Se levantaron los vasos y se murmuró el brindis, antes de que Pen añadiera:

– Menudo día para irse al otro barrio.

– No murió en Navidad, el que murió -aclaró Dave-. Los médicos dijeron que debía de haber sufrido un ataque al corazón hacía días. Hacía una semana que nadie lo veía por aquí, desde que nos hiciera una foto de grupo.

Hasta ese momento, Donna había procurado no pensar que el fotógrafo había pasado varios días muerto tan cerca de ella como el árbol al otro lado de la ventana, pero ahora sentía aquella idea igual que una presencia que hubiese permanecido agazapada en el edificio, a la espera de que se hiciera de noche. Cuando las familias hubieron terminado de expresar su pesar según la efusividad de cada uno, su padre dijo:

– ¿Saldrá?

Donna se estremeció.

– ¿Qué va a salir de dónde?

– Que si sale. Que si está bien. Que si la reveló.

– Ah, las fotos -dijo Donna, con un amago de risa-. Supongo que los negativos andarán por ahí, estaría trabajando en ellos.

Aquello fue recibido con algunos murmullos de comprensión. Rodney debió de sentirse como si le correspondiera preguntar:

– ¿Quién se volvió loco?

– Esos que estaban jugando a lo que fuese mientras veníamos en coche hasta aquí tenían una pinta extraña -apuntó Pen.

– ¿Quiénes eran esos? -quiso saber el padre de Dave.

– Estaban venga a darle vueltas a una señora mayor ahí abajo, y ella no tenía pinta de estar pasándoselo nada bien.

– Ahora no había nadie abajo -dijo Dave-. El vejete que vive ahí con su hijo encontró el, ya sabéis, al fotógrafo, lo que te imaginarás que es suficiente para alterar a cualquiera, tío Rod.
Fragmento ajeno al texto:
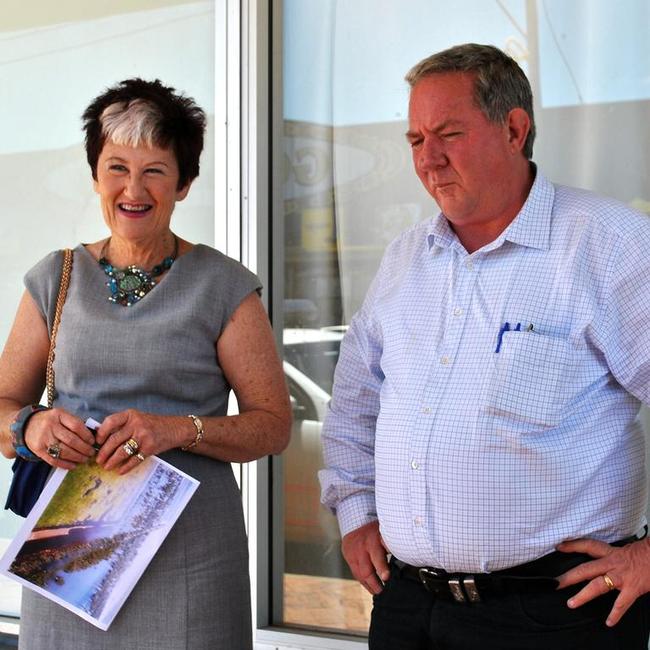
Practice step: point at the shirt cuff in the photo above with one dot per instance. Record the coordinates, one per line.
(355, 511)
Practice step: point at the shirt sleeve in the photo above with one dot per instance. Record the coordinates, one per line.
(348, 480)
(624, 329)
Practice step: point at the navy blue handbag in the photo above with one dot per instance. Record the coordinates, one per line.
(29, 477)
(27, 483)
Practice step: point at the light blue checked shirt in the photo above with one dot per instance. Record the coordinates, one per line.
(474, 460)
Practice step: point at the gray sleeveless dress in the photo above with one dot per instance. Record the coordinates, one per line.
(157, 356)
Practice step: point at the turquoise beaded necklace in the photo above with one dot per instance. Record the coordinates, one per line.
(129, 285)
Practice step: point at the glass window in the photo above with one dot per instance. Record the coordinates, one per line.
(52, 63)
(348, 188)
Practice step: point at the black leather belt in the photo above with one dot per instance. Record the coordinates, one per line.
(537, 576)
(473, 587)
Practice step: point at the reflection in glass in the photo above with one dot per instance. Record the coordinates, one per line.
(348, 189)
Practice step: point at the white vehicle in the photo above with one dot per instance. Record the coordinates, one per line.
(312, 538)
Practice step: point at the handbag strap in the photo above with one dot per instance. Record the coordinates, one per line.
(60, 300)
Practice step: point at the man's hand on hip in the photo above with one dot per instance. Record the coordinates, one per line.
(364, 550)
(626, 569)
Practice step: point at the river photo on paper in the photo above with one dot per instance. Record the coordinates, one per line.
(82, 548)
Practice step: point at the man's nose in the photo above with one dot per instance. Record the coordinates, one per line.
(431, 154)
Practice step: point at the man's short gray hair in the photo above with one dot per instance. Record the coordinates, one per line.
(133, 125)
(499, 83)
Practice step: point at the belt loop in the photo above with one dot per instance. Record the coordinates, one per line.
(471, 590)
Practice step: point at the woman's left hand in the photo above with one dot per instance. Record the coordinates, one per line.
(144, 434)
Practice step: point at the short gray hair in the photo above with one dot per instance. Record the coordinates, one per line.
(133, 125)
(499, 83)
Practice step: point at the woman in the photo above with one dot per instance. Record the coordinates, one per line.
(154, 332)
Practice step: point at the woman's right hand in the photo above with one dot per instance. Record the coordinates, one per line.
(58, 428)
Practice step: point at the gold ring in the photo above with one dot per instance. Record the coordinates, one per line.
(54, 450)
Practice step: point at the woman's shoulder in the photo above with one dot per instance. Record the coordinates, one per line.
(207, 259)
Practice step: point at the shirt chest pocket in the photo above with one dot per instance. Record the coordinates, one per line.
(529, 383)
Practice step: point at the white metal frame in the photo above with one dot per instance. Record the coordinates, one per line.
(252, 39)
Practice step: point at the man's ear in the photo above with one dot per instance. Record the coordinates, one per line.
(518, 123)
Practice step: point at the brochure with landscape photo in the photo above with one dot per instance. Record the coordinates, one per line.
(92, 534)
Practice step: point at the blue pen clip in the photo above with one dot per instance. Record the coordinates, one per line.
(504, 328)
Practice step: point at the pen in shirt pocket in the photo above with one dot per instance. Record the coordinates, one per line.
(506, 328)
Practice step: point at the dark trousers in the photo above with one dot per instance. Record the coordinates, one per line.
(406, 616)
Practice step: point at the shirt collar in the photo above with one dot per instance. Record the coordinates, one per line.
(531, 227)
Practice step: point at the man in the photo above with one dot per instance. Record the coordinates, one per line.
(485, 402)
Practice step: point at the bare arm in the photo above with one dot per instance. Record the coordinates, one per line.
(248, 357)
(22, 380)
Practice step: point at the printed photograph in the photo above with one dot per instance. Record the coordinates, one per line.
(93, 532)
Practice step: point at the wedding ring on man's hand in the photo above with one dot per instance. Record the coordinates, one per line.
(54, 450)
(131, 447)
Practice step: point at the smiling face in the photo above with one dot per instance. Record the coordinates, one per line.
(138, 190)
(473, 168)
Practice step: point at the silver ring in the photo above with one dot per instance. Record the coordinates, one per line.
(54, 450)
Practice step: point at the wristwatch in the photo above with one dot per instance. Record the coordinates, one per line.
(17, 429)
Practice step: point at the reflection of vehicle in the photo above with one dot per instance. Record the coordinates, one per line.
(311, 532)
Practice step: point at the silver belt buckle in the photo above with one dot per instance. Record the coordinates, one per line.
(471, 590)
(456, 590)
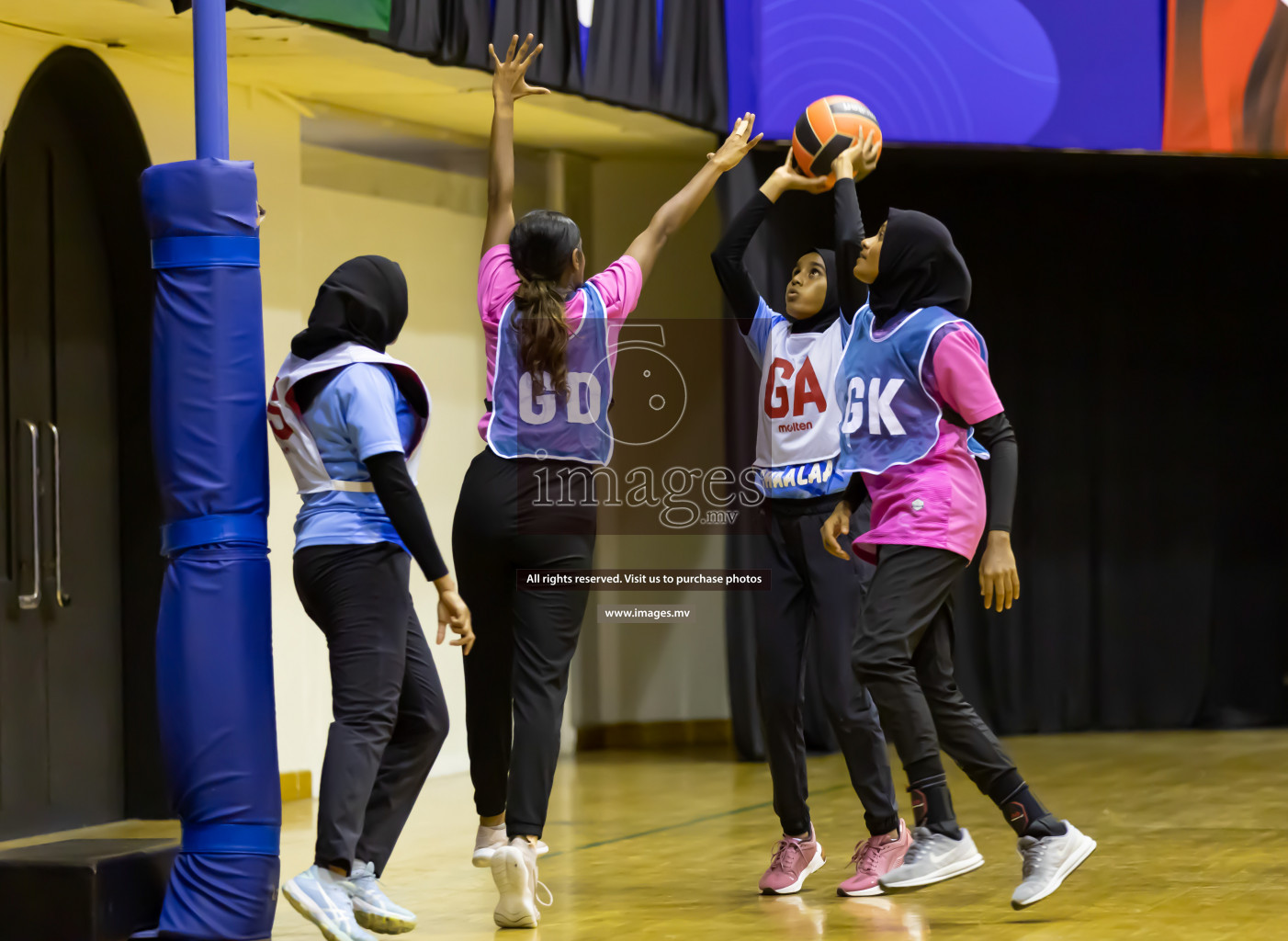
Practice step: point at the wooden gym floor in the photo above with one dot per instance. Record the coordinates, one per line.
(1192, 832)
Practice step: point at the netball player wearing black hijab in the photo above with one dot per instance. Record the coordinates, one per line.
(920, 406)
(351, 420)
(811, 595)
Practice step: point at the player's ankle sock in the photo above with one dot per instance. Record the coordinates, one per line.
(1022, 811)
(932, 805)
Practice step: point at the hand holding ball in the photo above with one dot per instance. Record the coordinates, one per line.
(830, 127)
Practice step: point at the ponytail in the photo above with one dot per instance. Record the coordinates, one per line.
(541, 248)
(542, 333)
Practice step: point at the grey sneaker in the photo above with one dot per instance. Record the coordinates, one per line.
(489, 839)
(371, 906)
(1048, 861)
(320, 896)
(932, 857)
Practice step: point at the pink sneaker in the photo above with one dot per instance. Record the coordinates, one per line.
(874, 858)
(792, 861)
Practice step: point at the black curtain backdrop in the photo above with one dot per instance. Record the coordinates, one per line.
(1134, 308)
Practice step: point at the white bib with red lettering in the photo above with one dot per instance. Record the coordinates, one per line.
(292, 434)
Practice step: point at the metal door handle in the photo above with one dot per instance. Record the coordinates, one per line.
(63, 599)
(32, 601)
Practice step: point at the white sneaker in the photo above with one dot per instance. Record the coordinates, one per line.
(321, 896)
(932, 858)
(514, 870)
(371, 906)
(489, 839)
(1048, 861)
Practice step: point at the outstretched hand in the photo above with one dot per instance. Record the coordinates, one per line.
(788, 176)
(737, 144)
(454, 614)
(836, 527)
(509, 82)
(999, 575)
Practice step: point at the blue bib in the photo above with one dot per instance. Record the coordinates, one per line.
(887, 416)
(548, 425)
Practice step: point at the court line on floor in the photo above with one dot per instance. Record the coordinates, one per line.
(682, 825)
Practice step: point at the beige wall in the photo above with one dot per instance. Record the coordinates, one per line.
(323, 208)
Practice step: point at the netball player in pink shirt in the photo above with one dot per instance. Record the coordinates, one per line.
(917, 407)
(550, 336)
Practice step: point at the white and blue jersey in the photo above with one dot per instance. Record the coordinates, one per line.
(889, 416)
(362, 412)
(797, 434)
(548, 425)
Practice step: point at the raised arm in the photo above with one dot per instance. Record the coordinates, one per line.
(508, 86)
(682, 207)
(849, 168)
(727, 258)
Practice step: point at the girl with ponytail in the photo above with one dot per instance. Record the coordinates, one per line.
(550, 336)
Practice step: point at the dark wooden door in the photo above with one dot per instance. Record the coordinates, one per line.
(61, 697)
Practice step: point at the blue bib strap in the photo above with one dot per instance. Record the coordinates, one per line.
(205, 252)
(208, 530)
(254, 839)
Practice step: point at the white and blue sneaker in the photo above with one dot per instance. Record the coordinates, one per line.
(371, 906)
(322, 898)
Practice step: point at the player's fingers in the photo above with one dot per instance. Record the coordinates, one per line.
(535, 54)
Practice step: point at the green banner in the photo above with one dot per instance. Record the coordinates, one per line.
(361, 15)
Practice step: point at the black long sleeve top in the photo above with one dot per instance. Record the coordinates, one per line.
(406, 511)
(999, 437)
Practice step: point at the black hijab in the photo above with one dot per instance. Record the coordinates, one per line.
(364, 300)
(830, 308)
(920, 267)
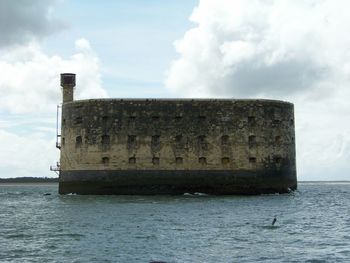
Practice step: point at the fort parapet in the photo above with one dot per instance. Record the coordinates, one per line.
(174, 146)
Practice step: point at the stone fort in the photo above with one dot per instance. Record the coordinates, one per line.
(175, 146)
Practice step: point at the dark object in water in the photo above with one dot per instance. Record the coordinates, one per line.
(274, 220)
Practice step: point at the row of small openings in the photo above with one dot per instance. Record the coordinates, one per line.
(105, 139)
(201, 160)
(179, 160)
(202, 118)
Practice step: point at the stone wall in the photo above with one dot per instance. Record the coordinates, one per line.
(163, 134)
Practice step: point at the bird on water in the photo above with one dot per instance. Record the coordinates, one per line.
(274, 220)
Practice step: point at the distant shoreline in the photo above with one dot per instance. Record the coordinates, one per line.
(55, 180)
(28, 180)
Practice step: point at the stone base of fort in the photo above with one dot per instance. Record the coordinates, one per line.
(175, 182)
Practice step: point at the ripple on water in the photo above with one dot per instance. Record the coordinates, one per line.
(312, 226)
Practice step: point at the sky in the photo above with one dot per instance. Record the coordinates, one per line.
(296, 51)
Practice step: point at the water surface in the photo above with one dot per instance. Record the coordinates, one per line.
(313, 225)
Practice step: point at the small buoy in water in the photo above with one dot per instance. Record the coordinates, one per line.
(274, 220)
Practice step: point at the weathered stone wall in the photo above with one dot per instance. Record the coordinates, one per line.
(163, 134)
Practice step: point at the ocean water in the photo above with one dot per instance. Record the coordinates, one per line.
(313, 225)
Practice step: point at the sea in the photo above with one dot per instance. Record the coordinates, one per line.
(39, 225)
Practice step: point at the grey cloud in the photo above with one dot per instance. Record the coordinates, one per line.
(282, 78)
(24, 20)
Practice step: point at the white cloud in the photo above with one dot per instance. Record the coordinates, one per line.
(22, 21)
(26, 155)
(30, 90)
(29, 79)
(292, 50)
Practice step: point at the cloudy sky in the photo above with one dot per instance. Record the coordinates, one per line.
(290, 50)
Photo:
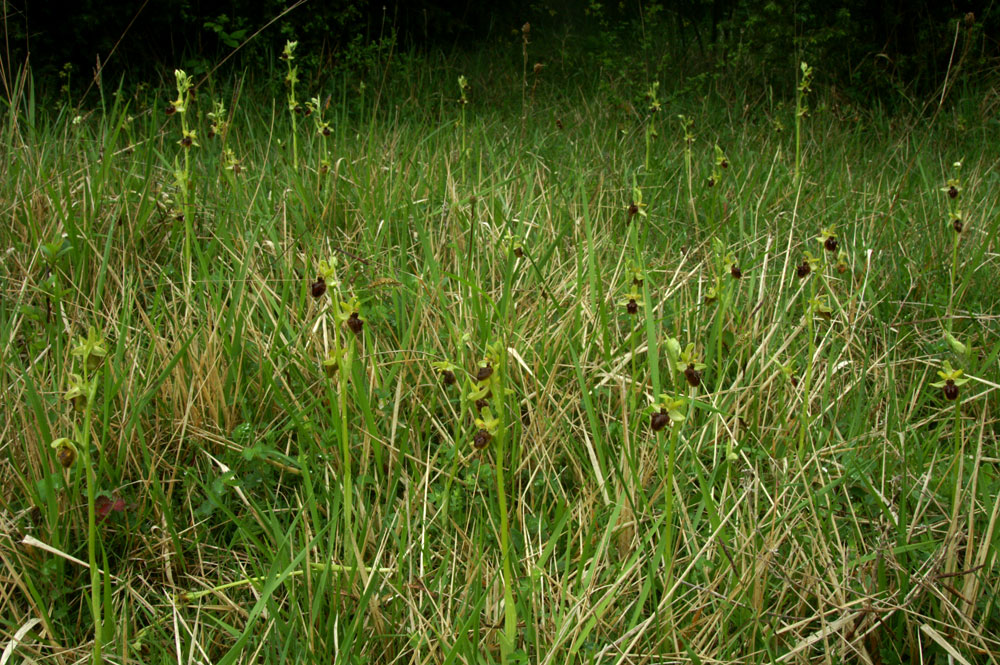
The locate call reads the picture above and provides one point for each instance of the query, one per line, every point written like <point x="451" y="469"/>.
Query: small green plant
<point x="348" y="332"/>
<point x="294" y="108"/>
<point x="687" y="129"/>
<point x="314" y="108"/>
<point x="486" y="396"/>
<point x="463" y="102"/>
<point x="653" y="108"/>
<point x="953" y="191"/>
<point x="89" y="352"/>
<point x="802" y="89"/>
<point x="182" y="175"/>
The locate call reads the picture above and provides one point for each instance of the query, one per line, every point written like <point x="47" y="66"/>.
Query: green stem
<point x="809" y="368"/>
<point x="951" y="290"/>
<point x="91" y="475"/>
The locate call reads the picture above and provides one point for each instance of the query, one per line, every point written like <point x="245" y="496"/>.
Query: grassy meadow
<point x="546" y="366"/>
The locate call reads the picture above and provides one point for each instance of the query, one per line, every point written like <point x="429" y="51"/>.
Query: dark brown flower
<point x="950" y="390"/>
<point x="355" y="323"/>
<point x="318" y="288"/>
<point x="481" y="439"/>
<point x="659" y="420"/>
<point x="692" y="375"/>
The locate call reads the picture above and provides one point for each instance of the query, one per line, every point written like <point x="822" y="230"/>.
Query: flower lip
<point x="692" y="375"/>
<point x="659" y="420"/>
<point x="481" y="439"/>
<point x="318" y="288"/>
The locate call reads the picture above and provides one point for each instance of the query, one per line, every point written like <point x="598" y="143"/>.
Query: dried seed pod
<point x="481" y="439"/>
<point x="950" y="390"/>
<point x="692" y="375"/>
<point x="66" y="456"/>
<point x="659" y="420"/>
<point x="318" y="288"/>
<point x="355" y="323"/>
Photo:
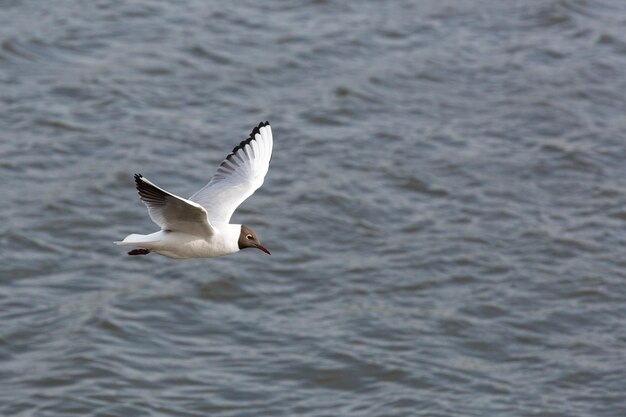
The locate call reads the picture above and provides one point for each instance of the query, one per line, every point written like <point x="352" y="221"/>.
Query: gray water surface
<point x="446" y="208"/>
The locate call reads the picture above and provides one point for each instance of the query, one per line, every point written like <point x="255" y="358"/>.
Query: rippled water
<point x="446" y="208"/>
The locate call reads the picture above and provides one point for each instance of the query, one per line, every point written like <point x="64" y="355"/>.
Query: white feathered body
<point x="183" y="245"/>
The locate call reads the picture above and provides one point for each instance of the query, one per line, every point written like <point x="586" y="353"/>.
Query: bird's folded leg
<point x="141" y="251"/>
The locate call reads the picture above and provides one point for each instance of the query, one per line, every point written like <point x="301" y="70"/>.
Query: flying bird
<point x="199" y="227"/>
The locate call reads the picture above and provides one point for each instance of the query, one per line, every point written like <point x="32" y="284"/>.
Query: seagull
<point x="199" y="227"/>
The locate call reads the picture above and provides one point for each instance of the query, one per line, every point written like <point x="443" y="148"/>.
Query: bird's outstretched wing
<point x="238" y="176"/>
<point x="171" y="212"/>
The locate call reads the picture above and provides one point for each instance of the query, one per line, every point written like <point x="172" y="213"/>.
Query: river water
<point x="446" y="208"/>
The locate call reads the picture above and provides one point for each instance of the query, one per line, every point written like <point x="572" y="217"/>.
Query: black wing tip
<point x="148" y="192"/>
<point x="249" y="139"/>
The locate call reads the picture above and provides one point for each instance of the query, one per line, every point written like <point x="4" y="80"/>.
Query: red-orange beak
<point x="264" y="249"/>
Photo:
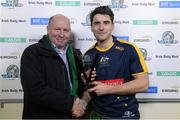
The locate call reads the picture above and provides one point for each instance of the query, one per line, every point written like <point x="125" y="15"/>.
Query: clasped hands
<point x="79" y="107"/>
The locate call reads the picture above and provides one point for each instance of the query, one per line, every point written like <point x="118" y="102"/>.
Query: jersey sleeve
<point x="137" y="62"/>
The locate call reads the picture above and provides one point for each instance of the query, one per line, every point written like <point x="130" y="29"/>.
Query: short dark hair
<point x="104" y="10"/>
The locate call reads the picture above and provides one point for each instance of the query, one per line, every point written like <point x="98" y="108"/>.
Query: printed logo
<point x="170" y="90"/>
<point x="144" y="52"/>
<point x="119" y="48"/>
<point x="11" y="56"/>
<point x="12" y="4"/>
<point x="87" y="59"/>
<point x="128" y="114"/>
<point x="12" y="40"/>
<point x="39" y="21"/>
<point x="43" y="3"/>
<point x="104" y="60"/>
<point x="168" y="38"/>
<point x="169" y="4"/>
<point x="67" y="3"/>
<point x="144" y="39"/>
<point x="126" y="38"/>
<point x="117" y="4"/>
<point x="168" y="73"/>
<point x="145" y="22"/>
<point x="12" y="71"/>
<point x="93" y="3"/>
<point x="118" y="81"/>
<point x="87" y="22"/>
<point x="152" y="89"/>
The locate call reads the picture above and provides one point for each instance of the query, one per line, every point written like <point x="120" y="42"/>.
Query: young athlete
<point x="120" y="70"/>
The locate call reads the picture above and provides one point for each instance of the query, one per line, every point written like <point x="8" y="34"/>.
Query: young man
<point x="49" y="75"/>
<point x="120" y="70"/>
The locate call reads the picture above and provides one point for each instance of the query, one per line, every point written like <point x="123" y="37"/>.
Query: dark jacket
<point x="45" y="83"/>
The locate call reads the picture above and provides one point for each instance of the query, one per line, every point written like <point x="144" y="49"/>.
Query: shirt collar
<point x="58" y="50"/>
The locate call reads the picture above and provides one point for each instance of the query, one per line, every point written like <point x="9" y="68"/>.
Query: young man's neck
<point x="105" y="44"/>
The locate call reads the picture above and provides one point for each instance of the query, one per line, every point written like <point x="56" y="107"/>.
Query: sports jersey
<point x="115" y="66"/>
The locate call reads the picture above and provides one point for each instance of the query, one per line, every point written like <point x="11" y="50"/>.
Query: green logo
<point x="145" y="22"/>
<point x="67" y="3"/>
<point x="168" y="73"/>
<point x="12" y="40"/>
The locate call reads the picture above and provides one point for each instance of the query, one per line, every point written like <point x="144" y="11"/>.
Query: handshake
<point x="79" y="107"/>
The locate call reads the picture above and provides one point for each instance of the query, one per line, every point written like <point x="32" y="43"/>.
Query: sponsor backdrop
<point x="153" y="25"/>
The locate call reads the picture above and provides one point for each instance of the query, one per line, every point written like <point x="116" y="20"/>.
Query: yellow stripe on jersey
<point x="138" y="52"/>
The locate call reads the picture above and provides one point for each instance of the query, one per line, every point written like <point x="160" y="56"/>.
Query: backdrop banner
<point x="153" y="25"/>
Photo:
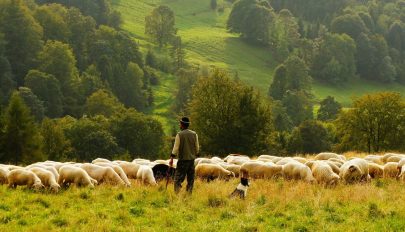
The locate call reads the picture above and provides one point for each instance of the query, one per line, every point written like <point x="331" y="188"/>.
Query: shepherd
<point x="186" y="149"/>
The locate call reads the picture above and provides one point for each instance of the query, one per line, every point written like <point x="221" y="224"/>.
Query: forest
<point x="75" y="85"/>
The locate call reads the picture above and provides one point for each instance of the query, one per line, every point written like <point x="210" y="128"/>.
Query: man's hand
<point x="171" y="161"/>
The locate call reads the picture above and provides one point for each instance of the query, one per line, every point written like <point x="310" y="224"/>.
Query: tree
<point x="251" y="19"/>
<point x="185" y="81"/>
<point x="90" y="139"/>
<point x="47" y="88"/>
<point x="350" y="24"/>
<point x="103" y="103"/>
<point x="309" y="138"/>
<point x="21" y="141"/>
<point x="278" y="86"/>
<point x="54" y="143"/>
<point x="299" y="106"/>
<point x="23" y="35"/>
<point x="329" y="109"/>
<point x="35" y="105"/>
<point x="230" y="117"/>
<point x="335" y="61"/>
<point x="160" y="25"/>
<point x="213" y="4"/>
<point x="7" y="82"/>
<point x="375" y="123"/>
<point x="177" y="53"/>
<point x="138" y="134"/>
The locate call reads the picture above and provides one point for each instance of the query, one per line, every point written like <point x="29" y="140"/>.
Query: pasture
<point x="271" y="205"/>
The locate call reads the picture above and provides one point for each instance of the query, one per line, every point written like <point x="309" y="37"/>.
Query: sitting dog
<point x="241" y="189"/>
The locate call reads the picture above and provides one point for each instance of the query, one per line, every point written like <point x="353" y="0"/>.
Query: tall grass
<point x="270" y="206"/>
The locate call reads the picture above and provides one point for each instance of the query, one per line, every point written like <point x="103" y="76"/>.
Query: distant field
<point x="208" y="43"/>
<point x="270" y="206"/>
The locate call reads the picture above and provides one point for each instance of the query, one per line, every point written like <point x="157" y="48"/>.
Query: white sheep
<point x="297" y="171"/>
<point x="355" y="170"/>
<point x="102" y="174"/>
<point x="212" y="172"/>
<point x="69" y="174"/>
<point x="18" y="177"/>
<point x="47" y="178"/>
<point x="145" y="174"/>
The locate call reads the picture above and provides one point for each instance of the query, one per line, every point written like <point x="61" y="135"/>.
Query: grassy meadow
<point x="274" y="205"/>
<point x="208" y="43"/>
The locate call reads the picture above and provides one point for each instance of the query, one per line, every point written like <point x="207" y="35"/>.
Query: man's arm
<point x="197" y="144"/>
<point x="175" y="151"/>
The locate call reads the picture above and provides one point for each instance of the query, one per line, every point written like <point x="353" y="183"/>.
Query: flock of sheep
<point x="327" y="169"/>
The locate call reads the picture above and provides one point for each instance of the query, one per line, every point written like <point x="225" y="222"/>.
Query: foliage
<point x="329" y="109"/>
<point x="21" y="141"/>
<point x="375" y="123"/>
<point x="230" y="117"/>
<point x="137" y="134"/>
<point x="309" y="137"/>
<point x="90" y="138"/>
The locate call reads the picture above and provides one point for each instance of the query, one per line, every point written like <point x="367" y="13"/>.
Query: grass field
<point x="270" y="206"/>
<point x="208" y="43"/>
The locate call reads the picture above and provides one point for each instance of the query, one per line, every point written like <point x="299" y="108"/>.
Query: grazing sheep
<point x="47" y="178"/>
<point x="327" y="155"/>
<point x="24" y="177"/>
<point x="334" y="165"/>
<point x="395" y="158"/>
<point x="338" y="162"/>
<point x="212" y="171"/>
<point x="374" y="158"/>
<point x="3" y="175"/>
<point x="286" y="160"/>
<point x="297" y="171"/>
<point x="385" y="157"/>
<point x="117" y="170"/>
<point x="145" y="174"/>
<point x="102" y="174"/>
<point x="100" y="160"/>
<point x="160" y="171"/>
<point x="323" y="173"/>
<point x="50" y="168"/>
<point x="69" y="174"/>
<point x="258" y="170"/>
<point x="355" y="170"/>
<point x="391" y="170"/>
<point x="300" y="159"/>
<point x="375" y="170"/>
<point x="233" y="168"/>
<point x="130" y="169"/>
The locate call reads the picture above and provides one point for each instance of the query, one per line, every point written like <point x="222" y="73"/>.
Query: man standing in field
<point x="186" y="148"/>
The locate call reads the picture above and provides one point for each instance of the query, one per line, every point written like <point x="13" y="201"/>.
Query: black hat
<point x="185" y="120"/>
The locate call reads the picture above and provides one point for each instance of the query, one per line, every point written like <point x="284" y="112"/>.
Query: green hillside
<point x="208" y="42"/>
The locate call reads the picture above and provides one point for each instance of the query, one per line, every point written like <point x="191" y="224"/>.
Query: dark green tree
<point x="160" y="25"/>
<point x="21" y="141"/>
<point x="309" y="138"/>
<point x="35" y="105"/>
<point x="90" y="139"/>
<point x="230" y="117"/>
<point x="138" y="134"/>
<point x="47" y="88"/>
<point x="329" y="109"/>
<point x="23" y="36"/>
Su hijo ha tenido que llevárselo a Manchester, a casa de unos parientes.

– Te quedaste dormida en la autovía, Pen -terció Ethel-. Demasiado jerez con el pastel de carne en mi casa.

– ¿Estás diciendo que no vive nadie justo debajo de vosotros? -preguntó Pen.

– Ahora mismo, no. Por el momento -respondió Donna, aunque el cambio de palabras no supuso una gran diferencia.